Why does a loop of dummy forward passes use all my gpu memoy?

Hi all,

I noticed that a loop of dummy forward passes (arrays of zeros) will use up nearly all available memory. Why is that so? I assume it is some kind of optimization built into mxnet to use available ressources to speed things up. Is there a way to stop mxnet from doing that?

Here is some sample code. If I run this, all memory of my GPU is allocated, although I am using a very small network and the data is also tiny!

import mxnet as mx
from mxnet import gluon
import mxnet.autograd as ag

class Model(gluon.Block):
    def __init__(self, **kwargs):
        super(Model, self).__init__(**kwargs)
        with self.name_scope():
            self.dense0 = gluon.nn.Dense(20)
            self.dense1 = gluon.nn.Dense(20)
            self.mydense = gluon.nn.Dense(20, prefix='mydense_')

    def forward(self, x):
        x = mx.nd.relu(self.dense0(x))
        x = mx.nd.relu(self.dense1(x))
        return mx.nd.relu(self.mydense(x))

ctx = [mx.gpu()]
net = Model()
net.initialize(mx.init.Xavier(), ctx=ctx)

repeat_dummy = 1000000
for i in range(repeat_dummy):
    with ag.record():
        data = mx.nd.zeros((64,32,32,1), ctx[0])
        output = net(data)
    del output

Is there a way to force Mxnet to free up gpu memory at the end of the for loop that is not needed anymore?

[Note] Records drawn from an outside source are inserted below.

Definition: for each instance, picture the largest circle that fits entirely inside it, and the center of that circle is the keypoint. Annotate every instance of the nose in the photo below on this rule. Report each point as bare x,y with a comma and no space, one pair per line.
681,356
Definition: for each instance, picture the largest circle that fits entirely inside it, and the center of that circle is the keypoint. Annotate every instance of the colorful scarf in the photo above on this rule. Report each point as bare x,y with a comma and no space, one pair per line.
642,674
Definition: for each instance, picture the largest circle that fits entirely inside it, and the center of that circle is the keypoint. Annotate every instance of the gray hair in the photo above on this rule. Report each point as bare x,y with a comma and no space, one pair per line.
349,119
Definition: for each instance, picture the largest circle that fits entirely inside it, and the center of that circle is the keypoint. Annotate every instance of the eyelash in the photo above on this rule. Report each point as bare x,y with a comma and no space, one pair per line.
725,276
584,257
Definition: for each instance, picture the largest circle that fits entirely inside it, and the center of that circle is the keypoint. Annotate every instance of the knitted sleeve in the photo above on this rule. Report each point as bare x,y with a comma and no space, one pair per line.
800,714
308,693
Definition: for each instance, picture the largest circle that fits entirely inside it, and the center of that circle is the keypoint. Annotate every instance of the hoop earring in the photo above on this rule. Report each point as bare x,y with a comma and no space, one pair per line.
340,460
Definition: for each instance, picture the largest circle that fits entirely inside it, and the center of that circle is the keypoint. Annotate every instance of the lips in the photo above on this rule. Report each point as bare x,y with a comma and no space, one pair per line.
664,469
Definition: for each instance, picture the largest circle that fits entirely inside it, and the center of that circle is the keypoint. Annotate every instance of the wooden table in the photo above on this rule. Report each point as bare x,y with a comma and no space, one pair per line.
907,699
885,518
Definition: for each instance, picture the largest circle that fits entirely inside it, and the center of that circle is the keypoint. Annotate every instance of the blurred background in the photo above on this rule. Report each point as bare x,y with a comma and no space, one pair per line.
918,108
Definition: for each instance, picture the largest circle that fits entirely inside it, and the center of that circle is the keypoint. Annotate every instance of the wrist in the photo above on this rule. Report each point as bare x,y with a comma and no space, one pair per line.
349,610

The problem I have is that I need to run several dummy forward passes, but while this works fine with this example code here (although high memory consumption) if I do it with my own network it results in cuda out of memory exceptions, although the actual training would run without problems with the memory that I have available.

Thanks for any replies!


You’re right in assuming that there are optimizations to have preallocate a memory pool in mxnet to avoid the overhead of requesting new memory from cuda for single operations. You can’t unilaterally stop it AFAIK but there are a number of command line arguments you can set to control memory options in MXNet in particular MXNET_GPU_MEM_POOL_RESERVE. See the following link for more on that:

However, why do you need to run several dummy forward passes?

@adrian the problem is that MXNet execution is asynchronous, which means operations gets enqueued and executed as soon as possible. What happens here is that you are enqueueing operations faster than you are processing them.

Add a mx.nd.waitall() in your loop and the memory will remain constant because mxnet will wait for each execution to be completed before going to the next. Otherwise you are simply loading your GPU with all the data to be processed next.

Not every layer is executed in one forward pass (based on random noise) so not every parameter is initialized after a single forward pass.

Thanks for the explanation and solution!